David Yacobucci, the assistant IG for analytics, acknowledged limits to what these AI tools can do, and said they won’t replace the work of DoD’s auditors and investigators.
Data analytics algorithms, for example, can’t show human operators how they’ve arrived at an answer, but when auditors are looking for a needle in a haystack, Yacobucci said these tools can “help narrow the haystacks.”
“There’s no certainty with data analytics, and that’s OK. From my point of view, that’s the wrong question. Is it 100% certain that we’re going to get everything right when we look at a million transactions? The answer is no. But what I can guarantee is it’s repeatable. When you run the algorithms against the data sets … it’s repeatable and it’s transparent,” Yacobucci said.
These tools, he added, can help empower IG probes by ingesting a superhuman volume of data and looking for trends and “nonobvious patterns” of fraud.
“That’s a very powerful thing. If you have, say, 100 companies you’re looking at for fraud … You have limited resources, you can’t look at all of them,” Yacobucci said.
DoD OIG has also improved the IT architecture of its whistleblower hotline to field responses more quickly, and Fine said the office has made a “concerted effort” to bring down a backlog of whistleblower cases that peaked in 2013.
“Whistleblowers need to have their complaints handled in a timely way, otherwise they will not have confidence in the system. I would say that’s one of the key things that needs to be focused on. It is a challenge, given the multitude of complaints we get, but timeliness is very important,” Fine said.
The IG office now handles top-priority complaints, which deal with threats to life or safety, within one day after receiving them. In FY 2017, Fine said the OIG would have taken up to five days to handle those requests. The OIG has also improved its metrics for reviewing hotline completion reports, which come back when auditors have responded to a case. Those had taken up to 45 days, but now only take 10 days.
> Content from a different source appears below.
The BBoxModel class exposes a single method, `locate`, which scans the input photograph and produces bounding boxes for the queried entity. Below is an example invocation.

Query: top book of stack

Recent improvements also include an “intelligent phone tree” and a revamped content management system to ensure that more than 10,000 calls annually to DoD OIG’s tip line get routed to the right person sooner.
Fine said these improvements have also helped the OIG get a handle on “frequent filers” who submit multiple times to the OIG’s hotline.
“That’s the challenge of a hotline, to separate the wheat from the chaff, because there are very serious complaints that result in serious actions … Some of them, to be honest, are frivolous.”
Aside from call volume, the DoD OIG encounters bandwidth challenges from overseeing the world’s largest organization. Its staff of about 1,800 oversees more than 3 million people, an annual DoD budget of more than $700 billion, and more than $2.7 trillion in DoD assets.
Its portfolio of real estate and military bases encompasses more than 20 million acres – about the same size as Pennsylvania. In order to assess its oversight capabilities, the DoD OIG undergoes peer reviews of its audit and investigation programs through the governmentwide Council of Inspectors General on Integrity and Efficiency.
“It’s sometimes painful to be under the microscope, [but] it makes you better,” Fine said. “It’s kind of like going to the dentist. When you’re in the dentist chair, it’s painful, but you come out healthier, and I appreciate that.”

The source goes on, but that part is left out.